This is the Peer-graded Assignment (Milestone Report) for “Week 2” of the Data Science Specialization from John Hopkins University (Coursera).
These are the goals:
In this assignment, I will only use the English datasets.
Loading libraries and opening the files:
library(knitr)
library(stringi)
twitter <- readLines(file("en_US.twitter.txt", "r"))
blogs <- readLines(file("en_US.blogs.txt", "r"))
news <- readLines(file("en_US.news.txt", "r"))
The basic summaries are: Word counts, line counts and basic data tables.
Because of the size of the files, it is wise to assign calculations to objects so we only calculate them once.
twitter_list <- stri_count_words(twitter)
blogs_list <- stri_count_words(blogs)
news_list <- stri_count_words(news)
twitter_words <- sum(twitter_list)
twitter_lines <- length(twitter)
blogs_words <- sum(blogs_list)
blogs_lines <- length(blogs)
news_words <- sum(news_list)
news_lines <- length(news)
Word counts:
cat("The number of WORDS for each dataset is:", "\n",
"Twitter: ", twitter_words, "\n",
"Blogs: ", blogs_words, "\n",
"News: ", news_words, sep = "")
## The number of WORDS for each dataset is:
## Twitter: 30218125
## Blogs: 38154238
## News: 2693898
Line counts:
cat("The number of LINES for each dataset is:", "\n",
"Twitter: ", twitter_lines, "\n",
"Blogs: ", blogs_lines, "\n",
"News: ", news_lines, sep = "")
## The number of LINES for each dataset is:
## Twitter: 2360148
## Blogs: 899288
## News: 77259
Basic data tables:
cat("Dataset", "\t", "Words", "\t", "\t", "Lines", "\t", "Average words per line", "\n",
"Twitter", "\t", twitter_words, "\t", twitter_lines, "\t", twitter_words/twitter_lines, "\n",
"Blogs", "\t", blogs_words, "\t", blogs_lines, "\t", blogs_words/blogs_lines, "\n",
"News", "\t", "\t", news_words, "\t", "\t", news_lines, "\t", news_words/news_lines, "\n", sep = "")
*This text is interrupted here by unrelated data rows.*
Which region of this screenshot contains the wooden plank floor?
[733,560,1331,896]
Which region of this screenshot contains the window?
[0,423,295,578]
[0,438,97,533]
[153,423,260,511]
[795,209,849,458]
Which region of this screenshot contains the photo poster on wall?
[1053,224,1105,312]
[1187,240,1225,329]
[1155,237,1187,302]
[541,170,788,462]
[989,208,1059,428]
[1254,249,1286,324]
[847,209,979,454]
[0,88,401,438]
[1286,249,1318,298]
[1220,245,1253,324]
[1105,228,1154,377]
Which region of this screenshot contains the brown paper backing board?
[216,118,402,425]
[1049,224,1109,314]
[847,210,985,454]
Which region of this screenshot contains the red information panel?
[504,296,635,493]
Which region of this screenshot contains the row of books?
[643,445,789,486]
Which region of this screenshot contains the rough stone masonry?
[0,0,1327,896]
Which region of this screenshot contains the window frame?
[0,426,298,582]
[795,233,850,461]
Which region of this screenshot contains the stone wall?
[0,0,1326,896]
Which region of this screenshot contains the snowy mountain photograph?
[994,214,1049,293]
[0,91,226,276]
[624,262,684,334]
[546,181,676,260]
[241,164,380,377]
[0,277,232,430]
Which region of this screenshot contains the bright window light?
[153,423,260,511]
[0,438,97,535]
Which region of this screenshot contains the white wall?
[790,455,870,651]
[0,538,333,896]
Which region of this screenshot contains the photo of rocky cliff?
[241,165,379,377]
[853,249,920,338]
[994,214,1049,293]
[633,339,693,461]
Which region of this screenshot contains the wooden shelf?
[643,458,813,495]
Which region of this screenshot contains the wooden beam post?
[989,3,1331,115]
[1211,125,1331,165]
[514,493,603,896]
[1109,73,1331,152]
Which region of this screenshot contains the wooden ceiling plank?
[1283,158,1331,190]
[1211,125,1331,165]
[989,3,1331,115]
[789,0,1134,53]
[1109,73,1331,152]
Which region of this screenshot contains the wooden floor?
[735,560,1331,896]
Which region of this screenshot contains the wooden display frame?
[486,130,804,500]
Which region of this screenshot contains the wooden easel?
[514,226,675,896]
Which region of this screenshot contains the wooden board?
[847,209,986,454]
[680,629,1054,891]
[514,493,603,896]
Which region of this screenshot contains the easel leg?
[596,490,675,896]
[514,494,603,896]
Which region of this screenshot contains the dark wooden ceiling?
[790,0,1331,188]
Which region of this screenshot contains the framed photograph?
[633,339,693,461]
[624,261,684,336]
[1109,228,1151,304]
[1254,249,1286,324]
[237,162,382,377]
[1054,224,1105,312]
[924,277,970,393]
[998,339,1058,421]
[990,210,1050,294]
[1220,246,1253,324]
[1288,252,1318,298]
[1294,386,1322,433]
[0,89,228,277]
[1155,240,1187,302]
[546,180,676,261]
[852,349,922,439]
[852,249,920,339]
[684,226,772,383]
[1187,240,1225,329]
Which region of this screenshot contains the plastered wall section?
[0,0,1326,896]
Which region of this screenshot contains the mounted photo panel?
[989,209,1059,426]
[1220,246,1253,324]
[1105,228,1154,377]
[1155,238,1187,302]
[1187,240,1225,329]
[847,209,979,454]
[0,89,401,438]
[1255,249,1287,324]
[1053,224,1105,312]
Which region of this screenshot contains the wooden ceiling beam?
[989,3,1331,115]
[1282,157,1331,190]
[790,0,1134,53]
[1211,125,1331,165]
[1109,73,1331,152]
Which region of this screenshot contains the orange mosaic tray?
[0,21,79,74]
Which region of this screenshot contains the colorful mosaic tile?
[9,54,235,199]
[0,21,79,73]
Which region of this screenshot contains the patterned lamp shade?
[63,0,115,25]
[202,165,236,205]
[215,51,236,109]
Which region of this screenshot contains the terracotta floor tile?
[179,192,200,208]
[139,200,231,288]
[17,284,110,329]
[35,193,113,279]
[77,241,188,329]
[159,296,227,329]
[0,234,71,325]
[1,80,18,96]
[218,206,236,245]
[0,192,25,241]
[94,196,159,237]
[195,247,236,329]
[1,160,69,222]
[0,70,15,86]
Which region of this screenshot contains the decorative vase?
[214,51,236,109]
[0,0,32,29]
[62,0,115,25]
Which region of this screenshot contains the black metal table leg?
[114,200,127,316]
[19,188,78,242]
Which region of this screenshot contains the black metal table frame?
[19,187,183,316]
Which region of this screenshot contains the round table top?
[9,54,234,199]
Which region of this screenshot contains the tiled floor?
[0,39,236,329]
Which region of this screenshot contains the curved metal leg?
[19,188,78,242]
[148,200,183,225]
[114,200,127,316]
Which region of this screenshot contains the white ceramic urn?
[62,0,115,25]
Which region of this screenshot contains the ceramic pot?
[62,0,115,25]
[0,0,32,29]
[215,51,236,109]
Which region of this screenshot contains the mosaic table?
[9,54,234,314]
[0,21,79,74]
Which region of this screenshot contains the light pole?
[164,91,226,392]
## Dataset Words Lines Average words per line
## Twitter 30218125 2360148 12.80349
## Blogs 38154238 899288 42.42716
## News 2693898 77259 34.8684
For a better visualization of the distribution of number of words per line:
par(mfrow = c(3,1))
hist(twitter_list, xlab = "Distribution (words per line)", main = "TWITTER",
xlim = c(0, 40), breaks = 50)
hist(blogs_list, xlab = "Distribution (words per line)", main = "BLOGS",
xlim = c(0, 200), breaks = 500)
hist(news_list, xlab = "Distribution (words per line)", main = "NEWS",
xlim = c(0, 200), breaks = 500)
Because of the size of the files, I will use 1% of each dataset. I will also combine the datasets.
set.seed(123)
twitter_s <- sample(twitter, length(twitter) * 0.01)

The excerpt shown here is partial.